The Kansas open records act (KORA), K.S.A. 45-215 et seq., provides that public records must "be open for inspection by any person. . . ." K.S.A. 45-216(a). A "public record" is "any recorded information, regardless of form or characteristics, which is made, maintained or kept by or in the possession of any public agency." K.S.A. 45-217(f)(1). County offices are public agencies. K.S.A. 45-217(e)(1). Under these definitions, the records in question are public records.
Furthermore, K.S.A. 79-1458 states:
"The county appraiser shall install and maintain such records and data relating to the identification and appraisal of all property in the county, taxable and exempt, required by the director of property valuation.
"Except as specifically provided by law, all records of the county appraiser, the county board of equalization and the director of property valuation relating to the identification and appraisal of real and personal property shall be open at all reasonable times to public inspection."
However, not all public records are required to be disclosed. K.S.A. 45-221(b) in part provides:
"Except to the extent disclosure is otherwise required by law or as appropriate during the course of an administrative proceeding or on appeal from agency action, a public agency or officer shall not disclose financial information of a taxpayer which may be required or requested by a county appraiser to assist in the determination of the value of the taxpayer's property for ad valorem taxation purposes. . . ."
Further K.S.A. 45-221(d) provides:
"If a public record contains material which is not subject to disclosure pursuant to this act, the public agency shall separate or delete such material and make available to the requester that material in the public record which is subject to disclosure pursuant to this act. If a public record is not subject to disclosure because it pertains to an identifiable individual, the public agency shall delete the identifying portions of the record and make available to the requester any remaining portions which are subject to disclosure pursuant to this act, unless the request is for a record pertaining to a specific individual or to such a limited group of individuals that the individuals' identities are reasonably ascertainable, the public agency shall not be required to disclose those portions of the record which pertain to such individual or individuals."
If the disclosure is requested during the course of an administrative proceeding or on appeal from an agency action, then the county appraiser's office must comply with the request and disclose the information in its entirety.
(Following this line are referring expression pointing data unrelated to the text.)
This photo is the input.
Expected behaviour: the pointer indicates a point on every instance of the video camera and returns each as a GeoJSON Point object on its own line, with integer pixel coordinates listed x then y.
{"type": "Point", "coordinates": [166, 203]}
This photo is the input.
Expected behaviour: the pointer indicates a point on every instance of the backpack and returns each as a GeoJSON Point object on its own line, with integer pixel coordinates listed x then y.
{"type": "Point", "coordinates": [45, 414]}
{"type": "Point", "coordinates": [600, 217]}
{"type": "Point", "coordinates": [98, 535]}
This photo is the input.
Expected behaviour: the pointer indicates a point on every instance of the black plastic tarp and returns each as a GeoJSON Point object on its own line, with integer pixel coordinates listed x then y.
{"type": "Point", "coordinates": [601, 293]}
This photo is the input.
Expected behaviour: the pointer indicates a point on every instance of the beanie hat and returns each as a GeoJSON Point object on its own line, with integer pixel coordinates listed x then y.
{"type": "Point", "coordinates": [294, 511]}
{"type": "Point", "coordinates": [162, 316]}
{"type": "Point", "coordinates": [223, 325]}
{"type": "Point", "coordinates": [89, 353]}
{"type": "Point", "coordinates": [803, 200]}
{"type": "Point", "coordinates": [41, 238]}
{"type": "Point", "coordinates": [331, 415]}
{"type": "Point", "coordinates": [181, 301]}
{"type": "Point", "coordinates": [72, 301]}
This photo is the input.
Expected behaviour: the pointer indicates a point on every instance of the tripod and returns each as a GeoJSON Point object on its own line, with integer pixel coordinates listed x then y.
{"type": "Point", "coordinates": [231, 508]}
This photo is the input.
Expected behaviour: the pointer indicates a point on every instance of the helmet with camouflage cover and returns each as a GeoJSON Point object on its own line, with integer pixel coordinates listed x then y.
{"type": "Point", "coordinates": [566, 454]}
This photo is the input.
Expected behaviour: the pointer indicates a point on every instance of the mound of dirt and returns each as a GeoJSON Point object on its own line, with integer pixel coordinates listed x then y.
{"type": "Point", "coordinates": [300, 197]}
Otherwise, the identifying portions of the questionnaires such as the name, address, and phone number of the owner and financial information of a taxpayer should be deleted before a disclosure.
Furthermore, the county appraiser's office is not required to disclose records on a group of individuals so limited that their identities are reasonably ascertainable. We conclude that the public agency is within its discretion to determine whether certain records requested pertain to a specific individual or such a limited group of individuals and are therefore not open for public inspection.